There are 1,240 students enrolled at August Ahrens Elementary School in Waipahu.
With so many students being dropped off and picked up, there have been quite a few close calls with kids almost getting hit by cars.
Residents describe traffic during peak school hours as a nightmare.
“You cannot move. You cannot move your car,” said Romeo Caoili, who lives on Hapapa Street.
“They are really stagnant, stopped for 15 to 30 minutes waiting for the time,” added Jun Lagon, who lives on Mahoe Street.
“At the end of the day when you have a large school population and number of cars going in at one time, it does cause congestion,” said Honolulu City Councilman Brandon Elefante.

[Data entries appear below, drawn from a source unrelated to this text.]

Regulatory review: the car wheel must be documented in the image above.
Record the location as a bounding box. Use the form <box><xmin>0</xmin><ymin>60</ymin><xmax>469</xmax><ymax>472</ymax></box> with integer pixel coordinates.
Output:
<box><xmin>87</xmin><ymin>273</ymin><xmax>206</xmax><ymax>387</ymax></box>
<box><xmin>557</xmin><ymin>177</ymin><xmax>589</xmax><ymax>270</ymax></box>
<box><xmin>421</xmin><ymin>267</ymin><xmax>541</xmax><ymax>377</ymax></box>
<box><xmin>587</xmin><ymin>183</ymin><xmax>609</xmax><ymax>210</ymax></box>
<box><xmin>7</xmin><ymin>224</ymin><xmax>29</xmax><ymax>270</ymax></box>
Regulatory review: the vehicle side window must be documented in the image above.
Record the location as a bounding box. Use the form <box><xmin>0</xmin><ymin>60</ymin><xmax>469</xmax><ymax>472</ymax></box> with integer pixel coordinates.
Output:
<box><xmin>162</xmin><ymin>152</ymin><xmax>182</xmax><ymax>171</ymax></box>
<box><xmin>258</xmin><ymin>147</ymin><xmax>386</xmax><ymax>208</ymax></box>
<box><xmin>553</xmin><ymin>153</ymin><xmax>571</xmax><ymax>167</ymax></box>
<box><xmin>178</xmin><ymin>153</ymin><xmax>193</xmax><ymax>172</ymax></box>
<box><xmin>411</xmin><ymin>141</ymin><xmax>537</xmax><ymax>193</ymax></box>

The school has two designated pick-up and drop-off sections, but the problem is occurring on Mahoe Street near campus. Parents end up parking there, and many double-park as they wait for their kids, causing traffic gridlock.

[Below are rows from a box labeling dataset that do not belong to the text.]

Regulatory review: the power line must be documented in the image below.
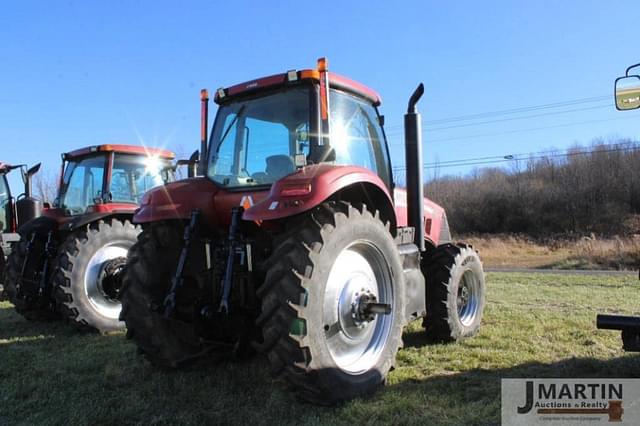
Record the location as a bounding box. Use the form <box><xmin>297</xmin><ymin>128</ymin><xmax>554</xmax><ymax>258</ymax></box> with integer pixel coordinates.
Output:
<box><xmin>392</xmin><ymin>142</ymin><xmax>640</xmax><ymax>172</ymax></box>
<box><xmin>387</xmin><ymin>95</ymin><xmax>611</xmax><ymax>130</ymax></box>
<box><xmin>389</xmin><ymin>115</ymin><xmax>638</xmax><ymax>146</ymax></box>
<box><xmin>396</xmin><ymin>141</ymin><xmax>640</xmax><ymax>168</ymax></box>
<box><xmin>382</xmin><ymin>102</ymin><xmax>613</xmax><ymax>135</ymax></box>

“The (school) buses, they cannot move. They’re stuck over there in the traffic,” said Caoili.
“If you don’t have all those patience in the world, oh my, it’s so bad,” said Lagon.
Elefante says the school asked him to do something about the traffic.
“The number one issue is safety, especially for students in that area,” Elefante said.
After a year of planning, the city recently extended an existing no-parking zone along Mahoe Street to help traffic flow, just in time for the start of the new school year.
“What used to happen before is vehicles parked where the bus stop is and along the road leading up to the entrance. That causes visual sight lines for students and people that don’t see cars as they come out of the driveway, and it caused double parking as parents were waiting for pick up and drop off,” explained Elefante. “That’s a concern, especially on a city street. We want to make sure there’s flow in the area.”
The change on Mahoe Street restricts anyone from parking in front of the school during weekdays, from 7 a.m. to 2:30 p.m.
Elefante says he looks forward to seeing how this will affect traffic once school picks back up next week.
If the new change works out well, he says it could be a blueprint for other schools with the same traffic issues.
“I encourage anyone to reach out to their elected officials or school administration to come up with solutions. In this case, the administration at August Ahrens worked with various officials, the Honolulu Fire Department, the city’s Department of Transportation Services, and in collaboration with national experts,” said Elefante.